Perfect normal incidence resulted in an NAN_ABORT. Observed with a vertical photon incident on the horizontal AD table, on which the ADs sit. Worked around by special casing normal incidence.
Need to login GPU machine in “>console” only mode in order to use the debugger. Most convenient to do that over ssh, for multiple connections and copy and pasting.
(chroma_env)delta:g4daeview blyth$ g4daechroma.sh --cuda-gdb
Suspect a handful of stuck threads:
(cuda-gdb) info threads
4 Thread 0x261b of process 44071 0x00007fff9292664a in -[PAStackshot initWithGlobalTrace].tracebuf () from /usr/lib/system/libsystem_kernel.dylib
3 Thread 0x240b of process 44071 0x00007fff9292664a in -[PAStackshot initWithGlobalTrace].tracebuf () from /usr/lib/system/libsystem_kernel.dylib
2 Thread 0x23f7 of process 44071 0x00007fff92921a1a in -[PAStackshot initWithGlobalTrace].tracebuf () from /usr/lib/system/libsystem_kernel.dylib
* 1 Thread 0x2203 of process 44071 0x00007fff89fc1b2d in pthread_threadid_np () from /usr/lib/system/libsystem_pthread.dylib
(cuda-gdb) kill
Kill the program being debugged? (y or n) y
[Termination of CUDA Kernel 9 (init_rng<<<(1025,1,1),(64,1,1)>>>) on Device 0]
[Termination of CUDA Kernel 8 (reduce_kernel_stage2<<<(1,1,1),(512,1,1)>>>) on Device 0]
[Termination of CUDA Kernel 7 (reduce_kernel_stage1<<<(3,1,1),(512,1,1)>>>) on Device 0]
[Termination of CUDA Kernel 5 (init_rng<<<(1025,1,1),(64,1,1)>>>) on Device 0]
[Termination of CUDA Kernel 4 (write_size<<<(1,1,1),(1,1,1)>>>) on Device 0]
[Termination of CUDA Kernel 3 (write_size<<<(1,1,1),(1,1,1)>>>) on Device 0]
[Termination of CUDA Kernel 2 (write_size<<<(1,1,1),(1,1,1)>>>) on Device 0]
[Termination of CUDA Kernel 1 (write_size<<<(1,1,1),(1,1,1)>>>) on Device 0]

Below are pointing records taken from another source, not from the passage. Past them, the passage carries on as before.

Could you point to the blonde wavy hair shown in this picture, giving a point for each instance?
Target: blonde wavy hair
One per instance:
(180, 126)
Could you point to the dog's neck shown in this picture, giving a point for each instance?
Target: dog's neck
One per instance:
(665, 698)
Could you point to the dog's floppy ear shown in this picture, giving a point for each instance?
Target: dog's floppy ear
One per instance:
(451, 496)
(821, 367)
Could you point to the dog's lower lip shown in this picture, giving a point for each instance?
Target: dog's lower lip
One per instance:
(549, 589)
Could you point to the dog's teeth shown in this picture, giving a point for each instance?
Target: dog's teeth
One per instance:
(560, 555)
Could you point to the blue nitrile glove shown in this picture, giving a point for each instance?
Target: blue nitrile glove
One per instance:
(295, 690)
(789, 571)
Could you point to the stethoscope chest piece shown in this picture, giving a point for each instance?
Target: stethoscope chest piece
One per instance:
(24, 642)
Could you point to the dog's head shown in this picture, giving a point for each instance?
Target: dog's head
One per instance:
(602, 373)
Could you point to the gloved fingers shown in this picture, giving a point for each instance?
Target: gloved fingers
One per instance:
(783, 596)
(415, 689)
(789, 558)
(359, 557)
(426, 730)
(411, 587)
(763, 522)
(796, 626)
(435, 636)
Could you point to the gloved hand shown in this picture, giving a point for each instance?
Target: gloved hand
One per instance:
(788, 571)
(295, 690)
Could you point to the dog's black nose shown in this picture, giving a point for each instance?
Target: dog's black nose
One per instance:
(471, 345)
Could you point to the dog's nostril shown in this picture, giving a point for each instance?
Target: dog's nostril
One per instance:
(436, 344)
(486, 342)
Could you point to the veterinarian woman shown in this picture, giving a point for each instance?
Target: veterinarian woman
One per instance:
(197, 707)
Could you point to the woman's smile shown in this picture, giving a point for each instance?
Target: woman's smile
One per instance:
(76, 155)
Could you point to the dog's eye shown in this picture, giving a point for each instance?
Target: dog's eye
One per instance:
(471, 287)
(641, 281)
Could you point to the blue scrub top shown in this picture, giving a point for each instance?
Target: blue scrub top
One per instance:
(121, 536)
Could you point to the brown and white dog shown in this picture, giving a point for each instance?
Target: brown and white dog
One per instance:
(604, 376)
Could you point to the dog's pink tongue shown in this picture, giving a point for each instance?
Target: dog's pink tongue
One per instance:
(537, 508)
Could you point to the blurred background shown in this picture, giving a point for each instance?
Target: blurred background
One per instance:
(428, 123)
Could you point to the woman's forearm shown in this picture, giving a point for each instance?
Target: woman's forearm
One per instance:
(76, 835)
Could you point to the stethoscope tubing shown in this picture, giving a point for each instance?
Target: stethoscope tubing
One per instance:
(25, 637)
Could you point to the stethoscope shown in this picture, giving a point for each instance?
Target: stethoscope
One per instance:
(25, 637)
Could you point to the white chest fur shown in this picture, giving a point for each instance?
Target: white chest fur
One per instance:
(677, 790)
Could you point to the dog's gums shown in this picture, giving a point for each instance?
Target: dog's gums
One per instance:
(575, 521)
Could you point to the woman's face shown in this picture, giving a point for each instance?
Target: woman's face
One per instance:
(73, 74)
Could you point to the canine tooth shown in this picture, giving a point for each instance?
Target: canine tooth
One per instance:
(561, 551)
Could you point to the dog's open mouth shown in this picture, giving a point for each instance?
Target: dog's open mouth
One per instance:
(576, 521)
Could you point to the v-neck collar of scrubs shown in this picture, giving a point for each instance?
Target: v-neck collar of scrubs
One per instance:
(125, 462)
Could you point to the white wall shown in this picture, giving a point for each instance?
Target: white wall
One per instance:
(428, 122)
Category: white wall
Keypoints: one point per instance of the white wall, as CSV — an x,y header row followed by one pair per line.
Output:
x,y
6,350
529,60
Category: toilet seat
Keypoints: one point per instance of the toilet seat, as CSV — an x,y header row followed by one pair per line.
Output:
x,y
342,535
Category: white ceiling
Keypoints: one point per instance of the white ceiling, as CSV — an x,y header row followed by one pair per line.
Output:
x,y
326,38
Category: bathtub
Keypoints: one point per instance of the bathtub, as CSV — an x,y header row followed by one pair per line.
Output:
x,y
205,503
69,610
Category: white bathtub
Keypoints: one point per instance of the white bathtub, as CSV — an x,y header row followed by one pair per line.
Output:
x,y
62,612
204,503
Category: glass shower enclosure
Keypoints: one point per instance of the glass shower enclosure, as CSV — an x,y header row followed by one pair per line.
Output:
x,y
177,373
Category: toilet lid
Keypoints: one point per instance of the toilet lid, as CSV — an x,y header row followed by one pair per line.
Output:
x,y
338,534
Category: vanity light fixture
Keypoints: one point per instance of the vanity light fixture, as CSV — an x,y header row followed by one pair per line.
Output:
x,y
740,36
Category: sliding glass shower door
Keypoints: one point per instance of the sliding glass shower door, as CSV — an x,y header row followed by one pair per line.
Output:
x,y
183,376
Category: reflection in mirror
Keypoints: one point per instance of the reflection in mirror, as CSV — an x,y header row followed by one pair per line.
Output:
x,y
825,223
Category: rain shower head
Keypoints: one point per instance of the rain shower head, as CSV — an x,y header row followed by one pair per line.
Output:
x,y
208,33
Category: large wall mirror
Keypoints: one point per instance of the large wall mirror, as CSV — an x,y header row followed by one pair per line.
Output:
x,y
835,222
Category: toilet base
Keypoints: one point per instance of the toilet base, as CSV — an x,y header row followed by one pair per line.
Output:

[Termination of CUDA Kernel 0 (write_size<<<(1,1,1),(1,1,1)>>>) on Device 0]
[Termination of CUDA Kernel 10 (propagate_hit<<<(2,1,1),(64,1,1)>>>) on Device 0]
[Termination of CUDA Kernel 6 (propagate_hit<<<(66,1,1),(64,1,1)>>>) on Device 0]
(cuda-gdb)
Suspicion turned out to be correct, axis aligned (actually z-aligned vertical photons) were not reaching intersection. They were just continuously testing against boxes, this was due to some infinities meaning that the x,y info was effectively not used. Workaround was to special case axis aligned photons.
# vbo propagation
# photon_id / slot / history / pmtid
In [23]: h[:,3,:4].view(np.int32)
Out[23]:
array([[ 62, 22, 68, 16844311],
[ 74, 22, 84, 16844311],
[ 82, 22, 68, 16844810],
[ 93, 22, 580, 16843276],
[ 164, 22, 68, 16843021],
[ 170, 11, 68, 16844291],
[ 194, 5, 516, 16844033],
[ 248, 6, 516, 16843800],
Some photon lists like mock001 succeed to propagate, some like mock007 causing timeouts.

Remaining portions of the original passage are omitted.